You are always right there, nearly reading my mind, and telling me just what I ned to hear said.

I was reading Shiz's post and surprised at the anger I was feeling well up. I realized that although I hadn't dealt with the exact same scenario, the underlying theme was the same. And it brought back hurts and angers from my relationship with my AH that run all the way through to the early days of our relationship.

The selfishness of the A always disgusts me. It is always about them, and what they want. The way they can manipulate a situation in such a twisted way as to always make things our fault, always make us wrong if we dont't agree with them, and alwasy make what they just did OK (when it was so clearly not OK) -- it is unreal! I have said to my A in sarcasm a few times "It must be great to go through life truly believing everything bad that has ever happened to you has never been your fault. That you never do anything wrong."

But the part I find most damaging, if I can explain it right, is the sheer painful reality that they truly seem to believe the crap they are saying. I am always hurt hurt hurt that he would feel his behavior was ok. That he believes he did nothing wrong. I am constantly asking "do you really believe that? do you really see it that way?" I am so incredulous. Stunned I tell you. And hurt.

And, boy, it is the aspect that works against me most.

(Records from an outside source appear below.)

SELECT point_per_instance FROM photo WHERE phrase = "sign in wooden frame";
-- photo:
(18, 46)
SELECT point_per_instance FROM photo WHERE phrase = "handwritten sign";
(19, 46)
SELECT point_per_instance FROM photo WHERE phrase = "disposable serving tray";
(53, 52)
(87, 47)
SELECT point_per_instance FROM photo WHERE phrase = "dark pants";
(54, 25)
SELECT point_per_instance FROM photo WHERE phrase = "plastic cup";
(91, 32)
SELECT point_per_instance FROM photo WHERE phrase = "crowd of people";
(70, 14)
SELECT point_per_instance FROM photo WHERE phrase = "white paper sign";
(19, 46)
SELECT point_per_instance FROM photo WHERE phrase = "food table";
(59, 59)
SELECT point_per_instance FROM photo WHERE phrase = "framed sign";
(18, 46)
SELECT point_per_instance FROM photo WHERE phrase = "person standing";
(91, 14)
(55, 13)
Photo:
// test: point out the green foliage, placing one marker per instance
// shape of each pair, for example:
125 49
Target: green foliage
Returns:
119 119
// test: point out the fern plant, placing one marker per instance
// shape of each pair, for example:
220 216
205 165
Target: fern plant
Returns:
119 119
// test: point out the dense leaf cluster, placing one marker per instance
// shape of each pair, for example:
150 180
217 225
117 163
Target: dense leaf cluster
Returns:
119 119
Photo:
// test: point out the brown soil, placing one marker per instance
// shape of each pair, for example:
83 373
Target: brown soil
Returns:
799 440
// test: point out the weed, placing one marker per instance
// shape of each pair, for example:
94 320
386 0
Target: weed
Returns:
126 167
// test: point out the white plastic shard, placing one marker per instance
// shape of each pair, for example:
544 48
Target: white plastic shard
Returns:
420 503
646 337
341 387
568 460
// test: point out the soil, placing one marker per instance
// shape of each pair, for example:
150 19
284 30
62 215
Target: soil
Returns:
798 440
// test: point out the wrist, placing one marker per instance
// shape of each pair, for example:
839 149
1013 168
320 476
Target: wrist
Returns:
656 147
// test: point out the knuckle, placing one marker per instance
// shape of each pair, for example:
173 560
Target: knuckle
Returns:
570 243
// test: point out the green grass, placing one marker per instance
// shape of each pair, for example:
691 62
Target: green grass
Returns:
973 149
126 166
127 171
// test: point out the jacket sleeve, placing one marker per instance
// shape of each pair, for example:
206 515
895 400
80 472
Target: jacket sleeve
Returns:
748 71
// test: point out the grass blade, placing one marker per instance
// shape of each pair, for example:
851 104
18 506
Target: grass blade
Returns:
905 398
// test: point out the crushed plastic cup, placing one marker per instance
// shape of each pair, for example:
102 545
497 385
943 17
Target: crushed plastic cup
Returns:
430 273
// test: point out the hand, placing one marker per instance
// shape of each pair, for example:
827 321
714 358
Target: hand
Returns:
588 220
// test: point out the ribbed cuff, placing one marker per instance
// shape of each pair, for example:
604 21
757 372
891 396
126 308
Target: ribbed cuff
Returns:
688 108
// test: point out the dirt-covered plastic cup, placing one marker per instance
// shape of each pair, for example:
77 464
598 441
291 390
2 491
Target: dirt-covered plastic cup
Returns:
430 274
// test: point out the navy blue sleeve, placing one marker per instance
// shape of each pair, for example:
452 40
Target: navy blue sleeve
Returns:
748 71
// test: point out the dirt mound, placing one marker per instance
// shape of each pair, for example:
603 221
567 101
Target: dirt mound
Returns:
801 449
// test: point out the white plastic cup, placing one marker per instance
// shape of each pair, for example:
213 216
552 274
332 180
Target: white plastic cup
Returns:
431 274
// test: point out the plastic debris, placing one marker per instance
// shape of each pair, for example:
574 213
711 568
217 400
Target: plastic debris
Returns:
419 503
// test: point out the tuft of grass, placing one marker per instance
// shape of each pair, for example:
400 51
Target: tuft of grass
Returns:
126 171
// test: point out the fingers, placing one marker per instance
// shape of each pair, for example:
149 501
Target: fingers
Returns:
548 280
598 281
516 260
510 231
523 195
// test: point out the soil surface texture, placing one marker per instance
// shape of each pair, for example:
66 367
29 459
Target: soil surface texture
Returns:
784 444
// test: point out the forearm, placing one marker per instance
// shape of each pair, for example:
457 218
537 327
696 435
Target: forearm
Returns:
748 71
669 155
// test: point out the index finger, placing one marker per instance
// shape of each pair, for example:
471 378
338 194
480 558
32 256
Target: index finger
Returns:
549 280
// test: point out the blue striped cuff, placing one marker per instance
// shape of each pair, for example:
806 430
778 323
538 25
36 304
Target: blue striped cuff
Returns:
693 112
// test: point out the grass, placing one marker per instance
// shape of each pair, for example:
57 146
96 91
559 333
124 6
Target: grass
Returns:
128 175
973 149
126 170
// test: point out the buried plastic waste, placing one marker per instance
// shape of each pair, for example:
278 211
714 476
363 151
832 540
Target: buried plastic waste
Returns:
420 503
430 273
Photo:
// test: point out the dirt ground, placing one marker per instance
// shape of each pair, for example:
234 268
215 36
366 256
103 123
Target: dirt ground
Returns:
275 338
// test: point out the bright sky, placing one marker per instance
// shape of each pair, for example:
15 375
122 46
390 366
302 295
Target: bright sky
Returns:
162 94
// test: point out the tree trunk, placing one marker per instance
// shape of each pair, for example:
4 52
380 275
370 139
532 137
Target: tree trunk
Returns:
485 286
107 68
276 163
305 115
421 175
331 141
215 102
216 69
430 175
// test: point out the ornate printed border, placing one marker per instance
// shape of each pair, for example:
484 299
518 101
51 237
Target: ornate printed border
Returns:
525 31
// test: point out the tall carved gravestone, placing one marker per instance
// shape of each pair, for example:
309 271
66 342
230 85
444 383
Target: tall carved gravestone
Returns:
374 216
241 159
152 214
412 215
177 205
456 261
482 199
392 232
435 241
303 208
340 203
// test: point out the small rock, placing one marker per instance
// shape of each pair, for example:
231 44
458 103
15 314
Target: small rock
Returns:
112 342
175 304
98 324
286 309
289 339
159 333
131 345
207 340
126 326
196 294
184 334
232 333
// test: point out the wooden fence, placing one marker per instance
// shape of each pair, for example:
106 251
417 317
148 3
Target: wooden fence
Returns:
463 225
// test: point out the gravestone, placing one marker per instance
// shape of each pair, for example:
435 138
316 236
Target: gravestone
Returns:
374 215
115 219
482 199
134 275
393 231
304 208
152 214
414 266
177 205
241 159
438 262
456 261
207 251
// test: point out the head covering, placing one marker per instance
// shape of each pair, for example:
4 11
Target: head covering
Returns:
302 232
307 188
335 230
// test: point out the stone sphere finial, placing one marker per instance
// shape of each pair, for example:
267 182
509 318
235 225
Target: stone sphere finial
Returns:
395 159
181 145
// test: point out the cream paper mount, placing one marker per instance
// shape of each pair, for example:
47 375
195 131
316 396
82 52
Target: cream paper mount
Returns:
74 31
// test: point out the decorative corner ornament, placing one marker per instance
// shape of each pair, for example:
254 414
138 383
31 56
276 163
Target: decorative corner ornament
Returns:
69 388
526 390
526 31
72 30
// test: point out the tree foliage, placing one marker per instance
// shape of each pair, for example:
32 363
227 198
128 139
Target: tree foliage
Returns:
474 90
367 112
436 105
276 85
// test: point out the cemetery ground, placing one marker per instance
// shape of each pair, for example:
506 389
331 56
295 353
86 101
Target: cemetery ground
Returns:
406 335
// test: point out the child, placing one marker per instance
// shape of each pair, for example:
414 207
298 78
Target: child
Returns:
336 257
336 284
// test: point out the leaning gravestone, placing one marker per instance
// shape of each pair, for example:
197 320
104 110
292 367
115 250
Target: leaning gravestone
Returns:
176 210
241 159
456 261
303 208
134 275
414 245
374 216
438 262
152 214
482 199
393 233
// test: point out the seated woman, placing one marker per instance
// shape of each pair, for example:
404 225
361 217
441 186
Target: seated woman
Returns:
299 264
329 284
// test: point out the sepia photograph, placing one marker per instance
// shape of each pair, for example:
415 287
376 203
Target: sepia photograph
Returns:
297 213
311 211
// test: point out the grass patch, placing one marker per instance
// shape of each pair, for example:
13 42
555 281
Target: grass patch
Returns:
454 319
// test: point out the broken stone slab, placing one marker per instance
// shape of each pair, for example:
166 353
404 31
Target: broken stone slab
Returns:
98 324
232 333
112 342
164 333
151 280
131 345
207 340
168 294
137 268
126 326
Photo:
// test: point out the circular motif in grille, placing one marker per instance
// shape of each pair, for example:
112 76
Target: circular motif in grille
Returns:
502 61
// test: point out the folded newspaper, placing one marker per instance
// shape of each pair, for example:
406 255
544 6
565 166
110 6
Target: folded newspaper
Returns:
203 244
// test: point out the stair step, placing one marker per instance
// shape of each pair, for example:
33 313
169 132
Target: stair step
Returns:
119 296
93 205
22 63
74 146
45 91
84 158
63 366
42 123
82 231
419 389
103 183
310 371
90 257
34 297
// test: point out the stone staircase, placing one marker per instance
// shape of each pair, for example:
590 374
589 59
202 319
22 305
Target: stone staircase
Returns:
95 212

Because I immediately go into codependent mode and panic that he sees things that way and how can I show him that he is wrong. How can I make him see me as wonderful again. Good grief. I have to laugh at mysefl as I admit this here.

And then, as I was finishing reading Shiz's posts I started thinking how hurtful that all is. How... what's the word?...........

And there you were, Ann, with the word. -- Abusive -- Yup. There it is. I never put that word to it but thats the leap my mind was trying to make.

Now if my heart can see what my mind just realized it should help me with my efforts of detachment. Thanks, as always, Ann, for helping me keep it real.